Here's why and how to help hurricane victims in the Carolinas
Hurricane Florence is expected to make official landfall over the North Carolina coast by Friday, and to gain some insight into exactly what residents will go through, we spoke with an expert of the Federal Emergency Management Agency, or FEMA. Brenda Phillips is a highly awarded veteran of FEMA and the current Dean of L.A.S at IUSB. She has helped during several hurricane disasters including Katrina, and she believes that storm surge and flooding will have the worst impacts on the Carolinas.
In 2016, Hurricane Matthew slammed North and South Carolina with torrential rain and caused severe flooding which residents are still trying to recover from today.

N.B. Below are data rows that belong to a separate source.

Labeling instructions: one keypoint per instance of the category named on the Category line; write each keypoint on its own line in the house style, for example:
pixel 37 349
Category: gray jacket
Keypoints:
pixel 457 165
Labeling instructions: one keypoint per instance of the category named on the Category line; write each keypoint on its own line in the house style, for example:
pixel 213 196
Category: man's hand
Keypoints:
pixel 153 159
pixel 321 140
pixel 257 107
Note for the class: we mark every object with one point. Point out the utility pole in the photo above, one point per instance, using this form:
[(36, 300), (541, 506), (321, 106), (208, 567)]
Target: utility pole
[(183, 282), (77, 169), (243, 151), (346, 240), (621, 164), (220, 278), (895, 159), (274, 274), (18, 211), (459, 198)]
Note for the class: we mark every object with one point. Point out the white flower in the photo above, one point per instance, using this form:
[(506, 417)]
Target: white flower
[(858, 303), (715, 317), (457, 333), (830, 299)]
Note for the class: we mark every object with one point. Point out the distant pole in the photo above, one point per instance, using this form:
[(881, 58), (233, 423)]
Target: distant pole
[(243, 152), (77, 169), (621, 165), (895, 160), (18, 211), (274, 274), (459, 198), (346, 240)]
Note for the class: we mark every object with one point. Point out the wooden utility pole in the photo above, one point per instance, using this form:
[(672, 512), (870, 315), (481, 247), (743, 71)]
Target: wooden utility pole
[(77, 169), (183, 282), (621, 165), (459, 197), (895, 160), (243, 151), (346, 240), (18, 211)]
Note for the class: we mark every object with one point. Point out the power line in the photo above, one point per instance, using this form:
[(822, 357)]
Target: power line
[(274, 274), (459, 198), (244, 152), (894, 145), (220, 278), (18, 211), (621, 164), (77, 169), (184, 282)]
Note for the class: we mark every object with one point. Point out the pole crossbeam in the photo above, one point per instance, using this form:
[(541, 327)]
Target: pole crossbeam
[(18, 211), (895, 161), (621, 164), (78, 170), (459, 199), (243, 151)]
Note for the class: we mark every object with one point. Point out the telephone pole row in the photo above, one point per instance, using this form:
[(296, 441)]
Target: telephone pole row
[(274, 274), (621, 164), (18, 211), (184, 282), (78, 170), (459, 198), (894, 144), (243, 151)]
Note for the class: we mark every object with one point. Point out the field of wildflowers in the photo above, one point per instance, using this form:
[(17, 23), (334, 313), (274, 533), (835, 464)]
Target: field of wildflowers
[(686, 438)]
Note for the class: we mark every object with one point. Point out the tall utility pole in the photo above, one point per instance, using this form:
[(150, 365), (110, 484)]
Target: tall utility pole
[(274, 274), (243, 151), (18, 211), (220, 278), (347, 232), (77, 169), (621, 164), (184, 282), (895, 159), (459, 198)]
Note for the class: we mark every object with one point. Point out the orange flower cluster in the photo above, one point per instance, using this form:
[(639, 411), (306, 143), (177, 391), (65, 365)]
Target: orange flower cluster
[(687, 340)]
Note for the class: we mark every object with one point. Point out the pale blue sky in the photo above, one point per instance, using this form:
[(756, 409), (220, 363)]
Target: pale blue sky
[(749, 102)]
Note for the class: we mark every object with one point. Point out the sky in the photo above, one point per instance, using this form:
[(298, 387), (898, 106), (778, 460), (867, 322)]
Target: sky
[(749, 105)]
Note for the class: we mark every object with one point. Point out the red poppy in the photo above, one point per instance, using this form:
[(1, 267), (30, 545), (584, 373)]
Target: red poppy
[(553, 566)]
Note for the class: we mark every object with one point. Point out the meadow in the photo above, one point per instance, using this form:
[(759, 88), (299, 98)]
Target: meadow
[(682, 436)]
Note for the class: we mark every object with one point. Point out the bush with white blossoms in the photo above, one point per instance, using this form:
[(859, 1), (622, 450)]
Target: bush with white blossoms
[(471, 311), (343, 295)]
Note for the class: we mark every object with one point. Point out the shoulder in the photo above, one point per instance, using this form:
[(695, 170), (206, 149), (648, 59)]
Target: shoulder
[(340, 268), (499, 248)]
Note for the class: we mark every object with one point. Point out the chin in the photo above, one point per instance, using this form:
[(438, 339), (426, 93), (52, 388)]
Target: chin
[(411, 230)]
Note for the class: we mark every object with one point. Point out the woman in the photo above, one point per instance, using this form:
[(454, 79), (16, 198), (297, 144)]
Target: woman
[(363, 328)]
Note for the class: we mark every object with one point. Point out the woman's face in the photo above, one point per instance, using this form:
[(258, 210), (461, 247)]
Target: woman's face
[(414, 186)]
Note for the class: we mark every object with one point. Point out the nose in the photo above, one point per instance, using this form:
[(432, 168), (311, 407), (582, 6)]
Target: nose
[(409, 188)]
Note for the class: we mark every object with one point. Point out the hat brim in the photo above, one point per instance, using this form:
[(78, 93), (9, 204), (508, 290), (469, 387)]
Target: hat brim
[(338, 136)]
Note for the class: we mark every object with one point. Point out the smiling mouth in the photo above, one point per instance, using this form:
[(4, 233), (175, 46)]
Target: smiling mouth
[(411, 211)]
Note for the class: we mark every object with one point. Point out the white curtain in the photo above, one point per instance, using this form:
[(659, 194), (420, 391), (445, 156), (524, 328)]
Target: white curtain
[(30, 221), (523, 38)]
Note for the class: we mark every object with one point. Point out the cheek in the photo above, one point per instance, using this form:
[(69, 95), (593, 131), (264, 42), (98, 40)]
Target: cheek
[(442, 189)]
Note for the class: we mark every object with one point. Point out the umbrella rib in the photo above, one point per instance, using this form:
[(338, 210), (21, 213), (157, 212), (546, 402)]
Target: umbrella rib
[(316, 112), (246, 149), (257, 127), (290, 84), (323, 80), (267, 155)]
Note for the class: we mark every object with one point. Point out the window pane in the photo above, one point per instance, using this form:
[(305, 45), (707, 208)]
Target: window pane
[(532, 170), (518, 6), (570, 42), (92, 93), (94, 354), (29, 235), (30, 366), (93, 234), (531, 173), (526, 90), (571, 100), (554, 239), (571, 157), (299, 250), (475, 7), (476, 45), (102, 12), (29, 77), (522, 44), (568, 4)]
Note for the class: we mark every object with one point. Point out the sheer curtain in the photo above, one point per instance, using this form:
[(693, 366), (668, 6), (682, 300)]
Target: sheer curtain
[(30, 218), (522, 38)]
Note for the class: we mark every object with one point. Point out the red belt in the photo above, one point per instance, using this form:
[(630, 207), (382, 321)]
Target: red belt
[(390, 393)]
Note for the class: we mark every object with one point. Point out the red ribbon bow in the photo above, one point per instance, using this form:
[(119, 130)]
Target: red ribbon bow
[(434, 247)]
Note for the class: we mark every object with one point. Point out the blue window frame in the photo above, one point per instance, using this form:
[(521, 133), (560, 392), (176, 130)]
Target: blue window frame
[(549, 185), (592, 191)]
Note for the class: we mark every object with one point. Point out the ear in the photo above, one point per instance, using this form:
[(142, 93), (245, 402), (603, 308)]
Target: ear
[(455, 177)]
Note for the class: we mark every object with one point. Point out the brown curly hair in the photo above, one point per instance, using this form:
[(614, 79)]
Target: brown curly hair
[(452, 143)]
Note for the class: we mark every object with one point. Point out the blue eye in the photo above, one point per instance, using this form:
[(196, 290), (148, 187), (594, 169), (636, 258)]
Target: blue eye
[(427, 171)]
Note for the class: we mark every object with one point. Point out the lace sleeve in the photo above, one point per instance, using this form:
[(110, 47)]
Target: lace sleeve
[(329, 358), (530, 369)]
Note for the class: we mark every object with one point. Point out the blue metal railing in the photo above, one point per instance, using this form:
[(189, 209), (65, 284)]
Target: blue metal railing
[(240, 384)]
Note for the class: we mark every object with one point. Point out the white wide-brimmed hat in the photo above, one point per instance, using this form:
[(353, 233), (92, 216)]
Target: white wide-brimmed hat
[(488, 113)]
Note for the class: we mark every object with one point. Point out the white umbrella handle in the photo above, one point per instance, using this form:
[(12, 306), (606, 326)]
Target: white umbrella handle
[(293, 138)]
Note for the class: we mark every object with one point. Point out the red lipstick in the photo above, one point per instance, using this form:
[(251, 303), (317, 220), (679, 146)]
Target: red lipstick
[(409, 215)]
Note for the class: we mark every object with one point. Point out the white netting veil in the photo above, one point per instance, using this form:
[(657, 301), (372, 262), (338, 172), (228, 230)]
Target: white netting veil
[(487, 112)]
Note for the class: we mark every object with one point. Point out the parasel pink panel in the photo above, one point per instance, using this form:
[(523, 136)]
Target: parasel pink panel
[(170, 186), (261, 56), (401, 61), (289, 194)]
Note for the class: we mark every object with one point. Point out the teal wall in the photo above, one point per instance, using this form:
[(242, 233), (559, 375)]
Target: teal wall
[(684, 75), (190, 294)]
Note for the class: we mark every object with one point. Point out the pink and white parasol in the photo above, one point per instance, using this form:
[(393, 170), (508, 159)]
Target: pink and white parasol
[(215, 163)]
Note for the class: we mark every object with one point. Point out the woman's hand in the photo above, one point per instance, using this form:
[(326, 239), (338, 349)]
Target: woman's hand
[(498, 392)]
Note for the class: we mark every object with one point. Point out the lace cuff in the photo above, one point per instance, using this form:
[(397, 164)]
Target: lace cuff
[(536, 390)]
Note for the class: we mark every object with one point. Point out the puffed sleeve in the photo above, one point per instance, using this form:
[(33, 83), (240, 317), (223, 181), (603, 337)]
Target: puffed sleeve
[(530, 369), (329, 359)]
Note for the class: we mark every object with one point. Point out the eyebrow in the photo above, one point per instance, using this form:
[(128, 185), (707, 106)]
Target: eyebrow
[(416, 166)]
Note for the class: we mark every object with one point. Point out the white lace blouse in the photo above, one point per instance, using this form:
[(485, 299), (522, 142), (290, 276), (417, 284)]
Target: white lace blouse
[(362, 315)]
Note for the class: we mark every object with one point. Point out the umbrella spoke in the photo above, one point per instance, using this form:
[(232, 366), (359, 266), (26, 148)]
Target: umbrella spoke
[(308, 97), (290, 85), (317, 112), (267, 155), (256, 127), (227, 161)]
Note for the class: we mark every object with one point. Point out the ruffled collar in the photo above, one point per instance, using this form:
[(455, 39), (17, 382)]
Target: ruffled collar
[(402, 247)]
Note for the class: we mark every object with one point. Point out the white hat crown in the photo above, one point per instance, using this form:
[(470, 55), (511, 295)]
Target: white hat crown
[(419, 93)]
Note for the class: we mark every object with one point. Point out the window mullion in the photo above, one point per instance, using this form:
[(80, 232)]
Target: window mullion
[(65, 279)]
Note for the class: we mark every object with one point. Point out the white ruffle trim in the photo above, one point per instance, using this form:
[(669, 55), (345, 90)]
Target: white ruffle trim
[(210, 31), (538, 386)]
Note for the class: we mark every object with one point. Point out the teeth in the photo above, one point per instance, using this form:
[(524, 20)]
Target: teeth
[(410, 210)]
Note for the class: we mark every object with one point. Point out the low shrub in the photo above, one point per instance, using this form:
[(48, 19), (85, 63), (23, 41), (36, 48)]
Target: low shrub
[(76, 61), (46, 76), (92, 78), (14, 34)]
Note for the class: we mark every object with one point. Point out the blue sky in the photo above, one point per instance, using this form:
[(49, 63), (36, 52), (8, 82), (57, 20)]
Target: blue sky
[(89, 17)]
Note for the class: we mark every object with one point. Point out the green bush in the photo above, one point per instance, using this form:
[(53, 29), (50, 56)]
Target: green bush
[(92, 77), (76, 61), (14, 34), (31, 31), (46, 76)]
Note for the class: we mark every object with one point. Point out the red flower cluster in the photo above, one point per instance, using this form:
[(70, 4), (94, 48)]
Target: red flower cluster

The same states now face the same worries as Florence brings rain, wind and storm surge over the next 72 hours at least. This is something that the infrastructure may not be able to handle.
According to Phillips, the American Civil Society of Engineers gave United States infrastructure a "D +" grade in 2017. Some roads and buildings may not stand a chance to Florence, and from Phillip’s perspective, "if the rain totals and the storm surge totals are correct, this could be a multi-year recovery, so I wouldn't be surprised to see some households, especially lower income households take 3-5 years to rebuild."
Many organizations including FEMA and volunteer groups from Michiana are already pre-positioned in the Carolinas in several locations where they will be able to safely store resources and then outsource as needed.
If you would like to help these people who will lose their homes and many of their irreplaceable belongings, Phillips says not to donate items, instead donate money.
"One of the best things people can do is to donate cash to an organization that they believe in. The worst they can do is gather up stuff and try to get it to a site. Places that have disasters are inundated by donations. It's often called the 2nd disaster. We can send money and organizations can spend it locally to get the economy going again and get people back to work," she explains.
Anyone can volunteer or donate to an organization of their choice by visiting the National Voluntary Organizations Active in Disaster website.